Moving to a statewide job will represent an obvious change from her local postings, she acknowledged.

"No doubt there will be a learning curve for me, but working in an urban district, you have a lot of dealings with the state, and I think I learned a lot from that," MacCormack said. "Some things are not all that different, just involving more people."

She did not offer specific plans for the state's curriculum development or assessment efforts, saying that much of it will driven by the national Common Core State Standards and complementary testing systems.

But when asked about debates over the quality of New Jersey's testing or whether students are tested too much, she did stress her views of assessments as an instructional tool as well as an evaluative one.

"Assessment is part of teaching," she said. "I don't think we assess too much, but I do think we look at assessments as a judgment too much, where it should be more about the learning."

More Hires Coming

Cerf said he would announce a chief talent officer, the third of four cabinet-level hires, in the coming weeks.
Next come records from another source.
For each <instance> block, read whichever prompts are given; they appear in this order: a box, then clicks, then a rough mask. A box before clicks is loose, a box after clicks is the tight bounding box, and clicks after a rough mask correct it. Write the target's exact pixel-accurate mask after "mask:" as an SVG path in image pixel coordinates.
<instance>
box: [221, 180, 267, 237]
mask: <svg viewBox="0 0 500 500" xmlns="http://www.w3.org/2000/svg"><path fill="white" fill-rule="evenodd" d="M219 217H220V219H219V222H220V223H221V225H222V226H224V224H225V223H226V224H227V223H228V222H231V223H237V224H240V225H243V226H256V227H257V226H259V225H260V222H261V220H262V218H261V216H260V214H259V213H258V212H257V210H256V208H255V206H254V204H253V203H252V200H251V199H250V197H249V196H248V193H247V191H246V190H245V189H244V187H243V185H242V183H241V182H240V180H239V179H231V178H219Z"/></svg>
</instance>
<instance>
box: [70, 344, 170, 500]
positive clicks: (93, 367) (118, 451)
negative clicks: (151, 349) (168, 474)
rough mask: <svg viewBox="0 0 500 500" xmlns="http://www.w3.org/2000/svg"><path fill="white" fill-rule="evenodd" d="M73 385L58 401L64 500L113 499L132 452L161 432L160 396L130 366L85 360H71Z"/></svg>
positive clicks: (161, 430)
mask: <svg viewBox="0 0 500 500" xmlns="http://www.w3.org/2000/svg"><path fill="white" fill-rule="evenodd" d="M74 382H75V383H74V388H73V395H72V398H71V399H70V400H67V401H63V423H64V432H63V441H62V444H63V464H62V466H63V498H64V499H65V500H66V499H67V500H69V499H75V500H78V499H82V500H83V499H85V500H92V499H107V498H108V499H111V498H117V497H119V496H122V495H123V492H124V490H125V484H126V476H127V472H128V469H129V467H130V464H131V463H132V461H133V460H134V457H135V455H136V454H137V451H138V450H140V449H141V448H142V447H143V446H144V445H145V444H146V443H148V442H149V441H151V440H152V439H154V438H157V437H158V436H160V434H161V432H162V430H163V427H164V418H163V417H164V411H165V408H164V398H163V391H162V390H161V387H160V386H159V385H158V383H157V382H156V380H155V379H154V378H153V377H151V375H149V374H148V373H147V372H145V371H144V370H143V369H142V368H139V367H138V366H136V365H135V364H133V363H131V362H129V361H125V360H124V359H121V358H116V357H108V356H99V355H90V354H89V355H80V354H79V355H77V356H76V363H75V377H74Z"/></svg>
He continues to interview candidates for the last of the four, the chief innovation officer who will oversee programs such as charter schools. Cerf had already hired Bari Erlichson as his chief performance officer.

Filling these positions, Cerf said, is all part of what he called "radical change" in the department.

"We have done more to reorganize that department in the last six months, absolute record time in throwing out one organizational structure and bringing in another," Cerf said.